SambaNova was also cagey about how it deals with another hot topic for AI chips—sparsity. Many of the weights in LLMs are set to zero, so performing operations on them is a waste of computation. Finding ways to exploit this sparsity can provide significant speedups. In their promotional materials, SambaNova claims the SN40L “offers both dense and sparse compute.” This is partly enabled at the software layer through scheduling and how data is brought onto the chip, says Liang, but there is also a hardware component that he declined to discuss. “Sparsity is a battleground area,” he says, “so we’re not yet ready to disclose exactly how we do it.”

Another common trick to help AI chips run large models faster and cheaper is to reduce the precision with which parameters are represented. The SN40L uses the bfloat16 numerical format invented by Google engineers, and it also has support for 8-bit precision, but Liang says that low-precision computing is not a focus for them because their architecture already allows them to run models on a much smaller footprint.

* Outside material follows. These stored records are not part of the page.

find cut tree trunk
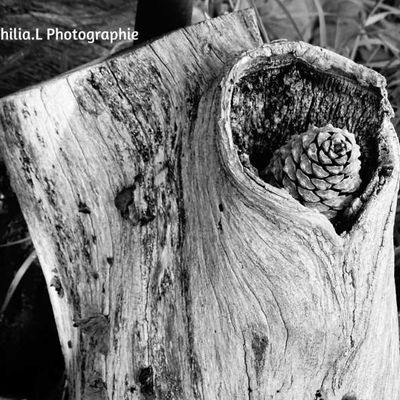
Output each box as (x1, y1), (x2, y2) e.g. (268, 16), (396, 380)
(0, 9), (399, 400)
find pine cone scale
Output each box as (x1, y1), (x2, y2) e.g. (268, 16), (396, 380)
(322, 140), (331, 153)
(282, 176), (300, 199)
(291, 141), (302, 163)
(300, 153), (313, 174)
(335, 155), (348, 165)
(302, 133), (316, 149)
(297, 187), (320, 202)
(311, 163), (330, 179)
(284, 156), (297, 181)
(319, 150), (332, 165)
(316, 131), (331, 146)
(307, 143), (319, 162)
(326, 175), (344, 184)
(296, 169), (315, 190)
(325, 165), (344, 174)
(311, 178), (331, 190)
(334, 176), (360, 192)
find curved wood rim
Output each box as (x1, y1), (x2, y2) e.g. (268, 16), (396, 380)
(217, 40), (399, 238)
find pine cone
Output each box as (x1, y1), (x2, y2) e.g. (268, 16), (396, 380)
(261, 124), (361, 220)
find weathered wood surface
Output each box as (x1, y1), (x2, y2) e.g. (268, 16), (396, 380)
(206, 42), (400, 399)
(0, 9), (399, 400)
(0, 10), (263, 400)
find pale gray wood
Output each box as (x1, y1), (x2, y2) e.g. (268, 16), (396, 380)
(0, 10), (262, 400)
(195, 42), (400, 399)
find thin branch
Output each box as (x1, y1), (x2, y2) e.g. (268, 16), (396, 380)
(0, 250), (37, 317)
(272, 0), (304, 41)
(0, 236), (31, 248)
(249, 0), (270, 43)
(312, 0), (327, 48)
(350, 0), (384, 60)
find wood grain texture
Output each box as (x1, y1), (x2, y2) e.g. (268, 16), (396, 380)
(0, 10), (262, 400)
(194, 42), (400, 399)
(0, 12), (399, 400)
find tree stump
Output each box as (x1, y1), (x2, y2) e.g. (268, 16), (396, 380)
(0, 9), (399, 400)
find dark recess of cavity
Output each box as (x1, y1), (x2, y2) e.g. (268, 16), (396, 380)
(230, 55), (384, 193)
(229, 55), (385, 231)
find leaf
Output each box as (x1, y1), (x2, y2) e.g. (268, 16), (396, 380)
(365, 58), (400, 68)
(255, 0), (317, 42)
(357, 36), (385, 49)
(322, 0), (364, 54)
(359, 46), (390, 65)
(234, 0), (251, 11)
(388, 77), (400, 88)
(311, 0), (327, 47)
(365, 11), (393, 27)
(375, 3), (400, 14)
(377, 32), (400, 55)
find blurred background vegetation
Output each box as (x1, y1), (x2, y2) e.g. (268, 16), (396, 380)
(0, 0), (399, 398)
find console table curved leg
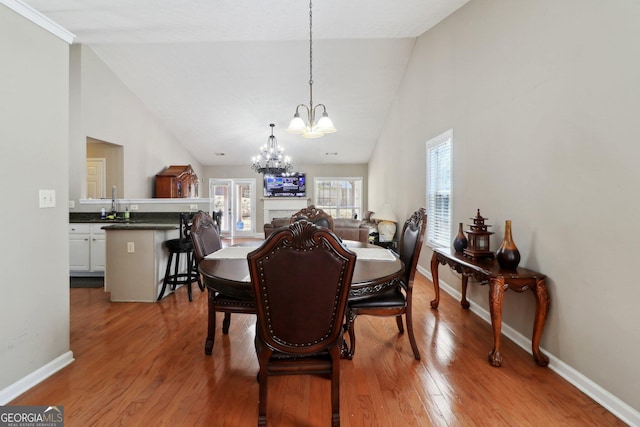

Liang says the company’s technology stack is expressly focused on running the largest AI models—their target audience is the 2,000 largest companies in the world. The sales pitch is that these companies are sitting on huge stores of data but they don’t know what most of it says. SambaNova says it can provide all the hardware and software needed to build AI models that unlock this data without companies having to fight for chips or AI talent. “You’re up and running in days, not months or quarters,” says Liang. “Every company can now have their own GPT model.”

One area where the SN40L is likely to have a significant advantage over competing hardware, says Gartner analyst Chirag Dekate, is multimodal AI. The future of generative AI is large models that can handle a variety of different types of data, such as images, videos, and text, he says, but this results in highly variable workloads. The fairly rigid architectures found in GPUs aren’t well suited to this kind of work, says Dekate, but this is where SambaNova’s focus on reconfigurability could shine. “You can adapt the hardware to match the workload requirements,” he says.

However, custom AI chips like those made by SambaNova do make a trade-off between performance and flexibility, says Dekate. Although they might not be quite as powerful, GPUs can run almost any neural network out of the box and are supported by a powerful software ecosystem. In contrast, models have to be specially adapted to work on chips like the SN40L. Dekate notes that SambaNova has been building up a catalog of pre-baked models that customers can take advantage of, but Nvidia’s dominance in all aspects of AI development is a major challenge.

“The architecture is actually superior to conventional GPU architectures,” Dekate says. “But unless you get these technologies in the hands of customers and enable mass consumerization, I think you’re likely going to struggle.”

That will be even more challenging now that Nvidia is also moving into the full-stack, AI-as-a-service market with its DGX Cloud offering, says Dylan Patel, chief analyst at the consultancy SemiAnalysis. “The chip is a significant step forward,” he says. “I don’t believe the chip will change the landscape.”